Activision Blizzard has finished conducting a review of its various culture issues. This was done in response to the various harassment and abuse allegations several employees claimed against the publisher. However, Activision has found that there was “no widespread harassment,” contrary to the allegations.
The findings were published in a document posted on Activision’s investor website. It contains a lot of PR jargon but the general gist is that Activision believes that the claims made against it were overstated. The publisher acknowledges that improvements can be made but does not believe that any of its leadership was aware of the problems.
The document reads “the Board and its external advisors have determined that there is no evidence to suggest that senior executives ever intentionally ignored or attempted to downplay the instances of gender harassment”. Additionally, American lawyer Gilbert Casellas believes that there was no widespread harassment or systemic issues at Activision. It is worth noting that Casellas was hired by Activision to conduct the investigation.
Activision goes on to detail the steps it has taken to improve its company culture.

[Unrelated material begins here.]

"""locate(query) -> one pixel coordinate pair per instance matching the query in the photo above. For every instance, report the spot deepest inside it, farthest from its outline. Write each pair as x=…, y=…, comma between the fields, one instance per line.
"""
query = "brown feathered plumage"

This includes efforts to fix pay disparity, banning alcohol in the workplace, and waiving arbitration for individual claims of sexual harassment.
Needless to say, you should be extremely skeptical of any claims made in this report. Naturally, Activision would want to say that Activision has no harassment issues. Especially in a report that will be shown to investors, the people responsible for pumping money into the company.
Also, the fact that the investigation was conducted by a team hired by Activision largely invalidates it. Large compensation was likely provided in order to overlook certain aspects and present the company in a good light. If Activision wants these claims to be taken seriously by anyone an independent investigation has to follow.